3 Things You Must Do Once Your Divorce Is Final

August 23, 2018 By Gratia P. Schoemakers, Esq.

The divorce process can be long and expensive.  However, the work does not end once the divorce decree is signed. In order to ensure that your assets and estate planning wishes are carried out in light of this major life change, there are three things you must do as soon as possible.What’s Next?

Change Beneficiary Designation On Life Insurance

A life insurance policy is a contract between you and the insurance company.  You designate the beneficiary (the individual(s) or entity who will receive the proceeds upon your death) and the insurance company will pay them when you die. Because the beneficiary designation is a legally binding contract, the insurance company has to pay the individual listed as your beneficiary. If your ex-spouse is listed as the beneficiary, they will pay the funds out to him or her.  It does not matter to the insurance company if the two of you are now divorced.
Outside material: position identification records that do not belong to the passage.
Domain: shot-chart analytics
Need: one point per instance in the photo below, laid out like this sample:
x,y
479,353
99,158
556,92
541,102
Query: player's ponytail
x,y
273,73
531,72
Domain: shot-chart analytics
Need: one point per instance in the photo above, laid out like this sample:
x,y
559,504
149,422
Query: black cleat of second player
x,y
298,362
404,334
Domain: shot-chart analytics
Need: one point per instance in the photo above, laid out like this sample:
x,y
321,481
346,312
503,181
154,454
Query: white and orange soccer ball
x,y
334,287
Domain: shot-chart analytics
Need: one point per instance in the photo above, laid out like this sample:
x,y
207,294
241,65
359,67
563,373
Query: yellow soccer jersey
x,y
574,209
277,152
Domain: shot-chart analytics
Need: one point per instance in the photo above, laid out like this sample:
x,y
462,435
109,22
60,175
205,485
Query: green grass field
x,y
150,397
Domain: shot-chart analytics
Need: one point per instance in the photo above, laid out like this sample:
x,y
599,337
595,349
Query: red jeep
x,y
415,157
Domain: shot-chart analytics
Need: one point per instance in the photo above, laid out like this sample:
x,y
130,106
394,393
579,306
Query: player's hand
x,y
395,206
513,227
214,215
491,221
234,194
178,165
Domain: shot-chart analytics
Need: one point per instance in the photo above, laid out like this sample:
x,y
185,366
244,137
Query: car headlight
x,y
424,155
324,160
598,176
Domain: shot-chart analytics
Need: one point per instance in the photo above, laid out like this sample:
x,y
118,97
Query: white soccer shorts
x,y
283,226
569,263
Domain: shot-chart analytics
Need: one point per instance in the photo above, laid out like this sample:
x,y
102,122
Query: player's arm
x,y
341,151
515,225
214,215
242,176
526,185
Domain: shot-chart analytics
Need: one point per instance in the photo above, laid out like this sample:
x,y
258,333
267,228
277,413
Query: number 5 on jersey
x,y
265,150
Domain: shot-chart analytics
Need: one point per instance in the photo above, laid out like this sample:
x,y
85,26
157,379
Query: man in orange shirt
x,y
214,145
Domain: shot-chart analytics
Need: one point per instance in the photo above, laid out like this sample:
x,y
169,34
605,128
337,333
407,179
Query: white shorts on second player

Update Beneficiary Designation On Retirement Plans

Although state law may automatically revoke a designation on a retirement plan if the ex-spouse is listed, federal law states that the last named beneficiary is the one who is entitled to the funds. Depending upon what type of retirement account you have, it might be the state law that controls or the federal law.  To be on the safe side and avoid a potentially long and costly battle for your family, it is best to change the beneficiary as soon as possible.

Create or Revise Your Estate Plan

If you and your former spouse had a joint trust, you will need to have your own individual trust created to hold the assets that are now in your name only. In this new plan, you will need to think about who to name as the trustee and beneficiary. If you have minor children, you may also need to consider who is going to be the individual to manage those assets on behalf of your children. In many cases, you probably don’t want your ex-spouse in these roles.

If you do not have any estate planning documents in place, now is the perfect time to get everything in order. After going through the divorce, you probably have a good idea as to what assets you own and the value of them.  This will be very helpful as we discuss the right estate plan for you.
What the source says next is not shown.